Dr Hulse is the very embodiment of humanistic science and scientific humanism… Whatever he writes has the stamp of authority and credibility because it comes from his personal experience.
— M.S. Swaminathan
Over the past half-century, the idea of sustainable development has drastically evolved and rooted itself in the lexicon of international development. But what is it, really? Are development agencies truly committed to long-term sustainable solutions to development issues? Are we learning from our past successes and failures? This book takes a historical perspective on these questions.
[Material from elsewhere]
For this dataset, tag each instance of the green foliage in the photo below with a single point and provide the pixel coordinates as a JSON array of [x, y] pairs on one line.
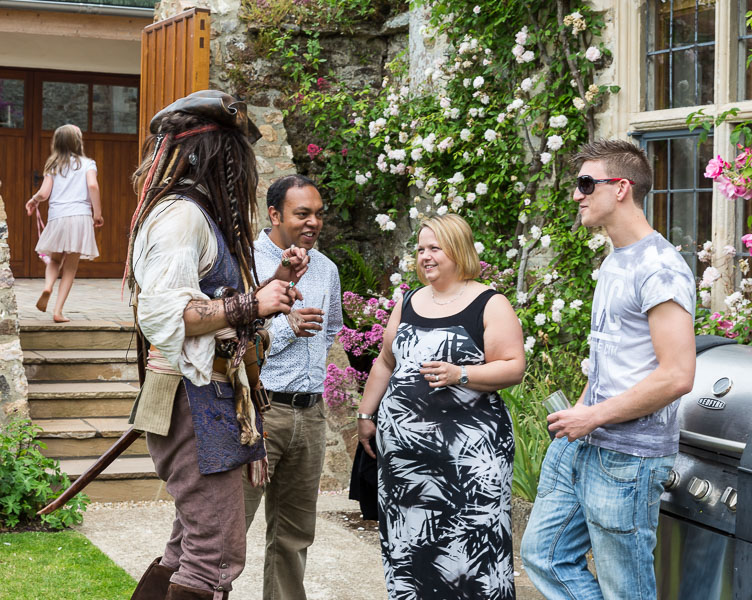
[[546, 374], [356, 275], [59, 566], [487, 117], [29, 480]]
The analysis begins with the Atlantic Charter, the creation of the United Nations, its family of agencies, and the international development banks. It reviews recommendations from international commissions and conferences, from World Bank and UNDP Human Development Reports. It comments on governmental policies, human and industrial actions detrimental to the planet’s environment and natural resources. It studies the patterns by which biotechnologies essential to human survival and health have progressed over the past 6000 years, and the consequences of uncontrolled urban growth on food and health security. The author hopes that this book will be “informative and helpful to all who care about human suffering and degradation of the Earth’s environment and resources, in particular to men and women who are newcomers to international, governmental, and nongovernmental aid and assistance programs.”
Professor Joseph H. Hulse has enjoyed a long and distinguished career in academia and in the field of international development. He is currently Visiting Professor at the University of Manchester, the Central Food Technological Research Institute in Mysore, India, and the M.S. Swaminathan Research Foundation in Tamil Nadu, India. Prof. Hulse chairs the International Committee on Integrated Food Systems for Sustainable Food Security and, for 15 years, chaired the International Commission on the Application of Science to Agriculture, Food and Forestry, a commission composed of eight of the world's most eminent biological scientists plus scientists from 25 national academies of science, including the UK Royal Society and the National Academies of Science in the USA and the former Soviet Union. From 1970 to 1987, Prof. Hulse worked for IDRC as both Director and Vice-President responsible for the Centre’s program of research. Before joining IDRC, he worked for the Food and Agriculture Organisation of the UN and was Director of Research for Maple Leaf Mills, Canada. Prof. Hulse has served on numerous international boards and committees and has received many honours for his work. In 1998, he became the first non-Indian to receive the Conservation of the Environment Award, bestowed by the Rotary Clubs and Earthcare Society of India. He has also recently been elected Fellow for Life of the National Academy of Sciences of India.